Monday, November 17, 2014

Remoteness of damages in contract

1298417Ontario Ltd. v. Lakeshore (Town), 2014 ONCA 802:

[138]    In RBC Dominion Securities Inc. v. Merrill Lynch Canada Inc., 2008 SCC 54, [2008] 3 S.C.R. 79, at paras. 63-64, Abella J. (dissenting in part) summarized the test for remoteness of damages following a breach of contract:

The defining explanation of the contractual breach principles of reasonable foreseeability and remoteness is found in Hadley v. Baxendale... A court must therefore ask itself "what was in the reasonable contemplation of the parties at the time of contract formation" (Fidler v. Sun Life Assurance Co. of Canada, [2006] 2 S.C.R. 3, 2006 SCC 30, at para. 54).

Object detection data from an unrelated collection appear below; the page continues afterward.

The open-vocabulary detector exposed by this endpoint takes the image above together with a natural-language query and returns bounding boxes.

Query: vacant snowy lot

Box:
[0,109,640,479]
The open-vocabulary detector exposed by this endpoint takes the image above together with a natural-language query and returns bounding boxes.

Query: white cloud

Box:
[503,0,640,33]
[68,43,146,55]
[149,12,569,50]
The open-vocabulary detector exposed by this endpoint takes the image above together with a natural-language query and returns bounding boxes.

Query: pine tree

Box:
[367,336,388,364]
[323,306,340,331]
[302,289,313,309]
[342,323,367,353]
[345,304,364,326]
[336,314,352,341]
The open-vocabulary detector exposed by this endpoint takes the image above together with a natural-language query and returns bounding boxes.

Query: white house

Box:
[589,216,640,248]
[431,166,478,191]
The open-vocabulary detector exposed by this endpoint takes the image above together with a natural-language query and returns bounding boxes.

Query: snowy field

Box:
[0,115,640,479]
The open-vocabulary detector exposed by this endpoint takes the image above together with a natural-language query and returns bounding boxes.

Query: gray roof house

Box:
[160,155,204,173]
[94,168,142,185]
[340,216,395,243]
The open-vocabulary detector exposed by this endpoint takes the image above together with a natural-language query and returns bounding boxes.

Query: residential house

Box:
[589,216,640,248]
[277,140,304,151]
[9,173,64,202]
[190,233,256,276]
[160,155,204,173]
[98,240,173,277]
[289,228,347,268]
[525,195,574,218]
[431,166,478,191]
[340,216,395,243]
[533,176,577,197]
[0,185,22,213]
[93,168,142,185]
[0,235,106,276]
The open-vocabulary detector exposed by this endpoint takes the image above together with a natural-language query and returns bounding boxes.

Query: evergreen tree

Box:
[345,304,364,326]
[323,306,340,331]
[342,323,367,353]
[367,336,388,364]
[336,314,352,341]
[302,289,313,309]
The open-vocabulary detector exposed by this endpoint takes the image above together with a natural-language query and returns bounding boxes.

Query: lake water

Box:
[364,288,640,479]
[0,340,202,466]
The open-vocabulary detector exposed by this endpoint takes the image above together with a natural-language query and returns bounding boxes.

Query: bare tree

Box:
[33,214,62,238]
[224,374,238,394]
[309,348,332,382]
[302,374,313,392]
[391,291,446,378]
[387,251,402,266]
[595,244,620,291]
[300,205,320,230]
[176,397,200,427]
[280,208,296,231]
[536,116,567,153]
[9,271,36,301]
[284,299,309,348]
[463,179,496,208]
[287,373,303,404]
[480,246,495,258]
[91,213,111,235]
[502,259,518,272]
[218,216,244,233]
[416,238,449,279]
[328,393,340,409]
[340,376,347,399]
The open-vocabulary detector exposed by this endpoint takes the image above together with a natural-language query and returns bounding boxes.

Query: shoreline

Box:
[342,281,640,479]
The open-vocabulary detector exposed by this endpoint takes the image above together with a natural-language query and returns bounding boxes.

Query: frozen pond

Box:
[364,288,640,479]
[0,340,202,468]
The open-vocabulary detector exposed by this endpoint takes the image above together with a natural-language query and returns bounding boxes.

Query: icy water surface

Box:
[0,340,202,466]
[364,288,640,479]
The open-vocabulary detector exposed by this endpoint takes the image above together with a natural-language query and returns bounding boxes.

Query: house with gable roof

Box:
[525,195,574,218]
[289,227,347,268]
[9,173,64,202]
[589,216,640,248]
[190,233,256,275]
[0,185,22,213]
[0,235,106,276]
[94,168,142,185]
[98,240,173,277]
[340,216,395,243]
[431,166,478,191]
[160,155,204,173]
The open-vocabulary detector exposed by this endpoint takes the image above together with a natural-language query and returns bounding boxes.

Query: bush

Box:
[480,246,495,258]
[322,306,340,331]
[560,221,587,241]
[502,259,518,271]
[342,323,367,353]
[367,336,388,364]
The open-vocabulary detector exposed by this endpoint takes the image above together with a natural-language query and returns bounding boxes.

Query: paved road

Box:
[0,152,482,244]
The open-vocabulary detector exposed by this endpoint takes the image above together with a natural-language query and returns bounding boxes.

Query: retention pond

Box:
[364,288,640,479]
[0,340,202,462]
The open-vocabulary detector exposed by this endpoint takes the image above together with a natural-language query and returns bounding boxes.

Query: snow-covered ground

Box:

The principle of remoteness "imposes on damage awards reasonable limits which are required by fairness" (Matheson (D.W.) & Sons Contracting Ltd. v. Canada (Attorney General) (2000), 187 N.S.R. (2d) 62, 2000 NSCA 44, at para. 69, per Cromwell J.A.). It aims "to prevent unfair surprise to the defendant, to ensure a fair allocation of the risks of the transaction, and to avoid any overly chilling effects on useful activities by the threat of unlimited liability" (Jamie Cassels and Elizabeth Adjin-Tettey, Remedies: The Law of Damages (2nd ed. 2008), at p. 352). This principle will be informed by the nature and culture of the business in question, and the particular contractual relationship between the parties... [Emphasis added.]

[139]    In Angela Swan and Jakub Adamski, Canadian Contract Law, 3d ed. (Markham, Ontario: LexisNexis Canada, 2012), at p. 480, the authors' helpfully frame the issue as "the determination of the extent of the risk that a promisor assumes when he makes a promise."

[140]    In my view, the nature of the damages 129 claimed and the trial judge awarded was not in the reasonable contemplation of the parties when the contract was executed.